Raffaele Giancarlo, University of Palermo, Palermo, Italy

Alignment-free Classification and Comparison of Biological Sequences and Structures
Similarity of sequences is a key mathematical notion for Classification and Phylogenetic studies in Biology. It is currently primarily handled using alignments. However, the alignment methods seem inadequate for post-genomic studies since they do not scale well with data set size and they seem to be confined only to genomic and proteomic sequences. Therefore, alignment-free similarity measures are actively pursued. Those measures offer the additional advantage of being applicable to structural data, as long as the structure is encoded into a string. A series of recent ground-breaking results have given evidence that those techniques are valid alternatives to classic methods, based on alignments, for classification and comparison of biological sequences and structures. In this tutorial, the state of the art in this area is presented. In depth attention will be given to the Universal Similarity Metric, a methodology based on Kolmogorov Complexity. In particular, the first set of extensive quantitative experiments showing that USM is successfully applicable in Biology will be presented.

References:
Ferragina P, Giancarlo R., Greco V., Manzini G., Valiente G. (2007). Compression-based classification of biological sequences and structures via the Universal Similarity Metric: Experimental Assessment, BMC Bioinformatics , 8 :252.

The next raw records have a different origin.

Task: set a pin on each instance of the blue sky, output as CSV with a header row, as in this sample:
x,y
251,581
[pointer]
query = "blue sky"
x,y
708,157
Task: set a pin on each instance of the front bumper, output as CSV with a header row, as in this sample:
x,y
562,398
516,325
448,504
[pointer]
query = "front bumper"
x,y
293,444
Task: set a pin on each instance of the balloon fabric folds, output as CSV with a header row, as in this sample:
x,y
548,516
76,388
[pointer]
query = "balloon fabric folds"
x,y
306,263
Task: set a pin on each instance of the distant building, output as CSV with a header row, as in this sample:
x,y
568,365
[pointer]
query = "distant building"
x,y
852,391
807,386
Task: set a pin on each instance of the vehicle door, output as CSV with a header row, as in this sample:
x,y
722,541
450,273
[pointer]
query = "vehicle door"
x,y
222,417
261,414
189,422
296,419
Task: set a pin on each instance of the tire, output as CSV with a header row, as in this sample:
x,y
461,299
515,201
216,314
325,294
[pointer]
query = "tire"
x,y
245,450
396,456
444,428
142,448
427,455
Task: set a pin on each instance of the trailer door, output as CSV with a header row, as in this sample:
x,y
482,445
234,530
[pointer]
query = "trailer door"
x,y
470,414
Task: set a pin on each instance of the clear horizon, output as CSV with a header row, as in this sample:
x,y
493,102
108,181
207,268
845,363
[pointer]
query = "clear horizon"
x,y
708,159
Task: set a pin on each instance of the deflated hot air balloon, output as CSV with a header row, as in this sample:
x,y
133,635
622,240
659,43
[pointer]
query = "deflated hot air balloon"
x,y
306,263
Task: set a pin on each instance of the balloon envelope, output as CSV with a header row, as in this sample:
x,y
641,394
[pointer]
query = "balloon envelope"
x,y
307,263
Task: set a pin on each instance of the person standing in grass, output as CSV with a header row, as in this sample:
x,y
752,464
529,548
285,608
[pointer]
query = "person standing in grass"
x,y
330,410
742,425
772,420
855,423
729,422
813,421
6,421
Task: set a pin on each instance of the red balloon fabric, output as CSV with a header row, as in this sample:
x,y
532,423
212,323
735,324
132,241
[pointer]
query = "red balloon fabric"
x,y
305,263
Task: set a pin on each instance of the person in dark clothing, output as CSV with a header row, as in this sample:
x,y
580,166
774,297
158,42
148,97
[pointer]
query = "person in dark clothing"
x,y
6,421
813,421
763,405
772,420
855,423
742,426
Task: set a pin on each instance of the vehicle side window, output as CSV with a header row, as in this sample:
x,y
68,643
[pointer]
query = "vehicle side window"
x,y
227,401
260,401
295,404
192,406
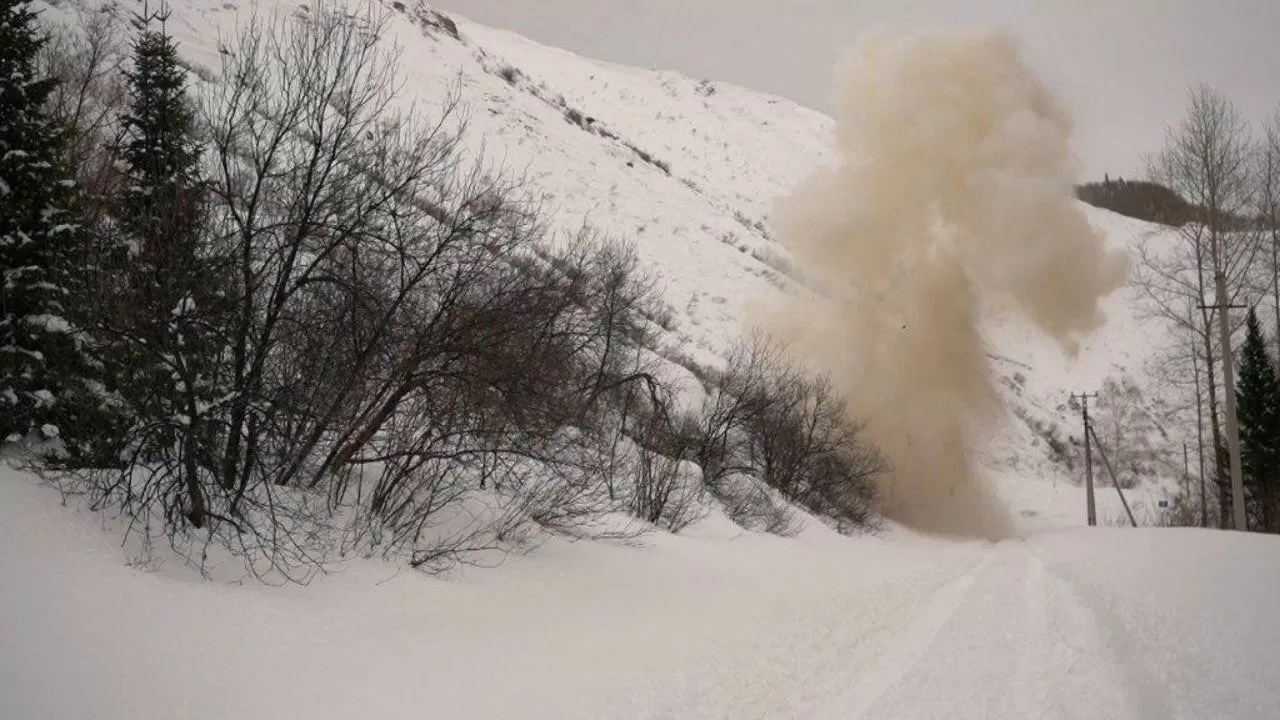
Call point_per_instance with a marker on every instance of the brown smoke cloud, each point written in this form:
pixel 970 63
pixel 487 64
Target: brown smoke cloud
pixel 952 196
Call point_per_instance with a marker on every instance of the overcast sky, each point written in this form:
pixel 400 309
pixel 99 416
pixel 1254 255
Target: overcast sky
pixel 1121 67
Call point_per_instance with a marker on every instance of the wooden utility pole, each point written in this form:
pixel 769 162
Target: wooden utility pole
pixel 1233 428
pixel 1091 509
pixel 1115 479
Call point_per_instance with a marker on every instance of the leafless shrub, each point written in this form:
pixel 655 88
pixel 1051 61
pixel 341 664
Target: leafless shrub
pixel 771 420
pixel 511 74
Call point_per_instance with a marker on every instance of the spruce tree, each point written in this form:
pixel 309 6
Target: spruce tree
pixel 1258 406
pixel 42 365
pixel 168 349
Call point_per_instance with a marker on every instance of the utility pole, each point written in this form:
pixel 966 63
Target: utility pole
pixel 1233 429
pixel 1115 479
pixel 1091 509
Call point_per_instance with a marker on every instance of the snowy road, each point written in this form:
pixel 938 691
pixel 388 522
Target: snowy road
pixel 1102 623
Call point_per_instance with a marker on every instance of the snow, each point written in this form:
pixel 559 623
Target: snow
pixel 1098 623
pixel 1065 621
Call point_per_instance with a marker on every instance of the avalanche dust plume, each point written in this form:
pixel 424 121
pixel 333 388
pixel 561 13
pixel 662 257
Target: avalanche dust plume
pixel 951 199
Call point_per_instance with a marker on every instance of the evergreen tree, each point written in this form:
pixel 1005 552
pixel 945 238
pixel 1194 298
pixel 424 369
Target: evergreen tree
pixel 168 340
pixel 42 365
pixel 1258 409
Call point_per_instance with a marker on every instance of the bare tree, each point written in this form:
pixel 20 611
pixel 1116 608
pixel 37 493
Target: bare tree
pixel 1269 208
pixel 1205 159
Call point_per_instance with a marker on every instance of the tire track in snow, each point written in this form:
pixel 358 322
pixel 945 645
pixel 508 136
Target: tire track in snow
pixel 886 671
pixel 1142 695
pixel 1010 638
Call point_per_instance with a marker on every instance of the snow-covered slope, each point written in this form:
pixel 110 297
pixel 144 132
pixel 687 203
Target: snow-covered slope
pixel 1073 624
pixel 690 171
pixel 714 621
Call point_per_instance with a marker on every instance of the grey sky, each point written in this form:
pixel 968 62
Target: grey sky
pixel 1121 67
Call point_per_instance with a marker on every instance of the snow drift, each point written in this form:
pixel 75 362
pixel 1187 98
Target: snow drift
pixel 951 199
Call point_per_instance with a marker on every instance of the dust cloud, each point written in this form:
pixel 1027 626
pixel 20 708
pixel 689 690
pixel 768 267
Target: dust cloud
pixel 951 199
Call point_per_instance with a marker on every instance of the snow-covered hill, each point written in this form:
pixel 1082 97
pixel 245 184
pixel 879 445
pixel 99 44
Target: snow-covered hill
pixel 714 621
pixel 690 171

Gilbert D, Rossello F, Valiente G, Veeramalai M. (2007). Alignment-Free Comparison of TOPS Strings, In London Algorithmics and Stringology 2006 , Volume . Edited by Daykin J, Mohamed M, Steinhofel K, College Publications:177-197.

Cilibrasi R, Vitanyi PMB. (2005). Clustering by Compression. IEEE Tr. Inform. Theory , 51 :1523-1545.

Keogh E, Lonardi S, Rtanamahata C. (2004). Towards parameter-free data mining, Proc. 10th ACM SIGKDD Int. Conf. Knowledge Discovery and Data Mining, ACM :206-215.

Krasnogor N, Pelta DA. (2004). Measuring the Similarity of Protein Structures by Means of the Universal Similarity Metric, Bioinformatics , 20 :1015-1021.

Li M, Chen X, Li X, Ma B, Vitanyi PMB. (2004). The Similarity Metric, IEEE Tr. Inform. Theory , 50 :3250--3264.

Vinga S, Almeida J. (2003). Alignment-Free Sequence Comparison: A Review. Bioinformatics , 19 :513-523.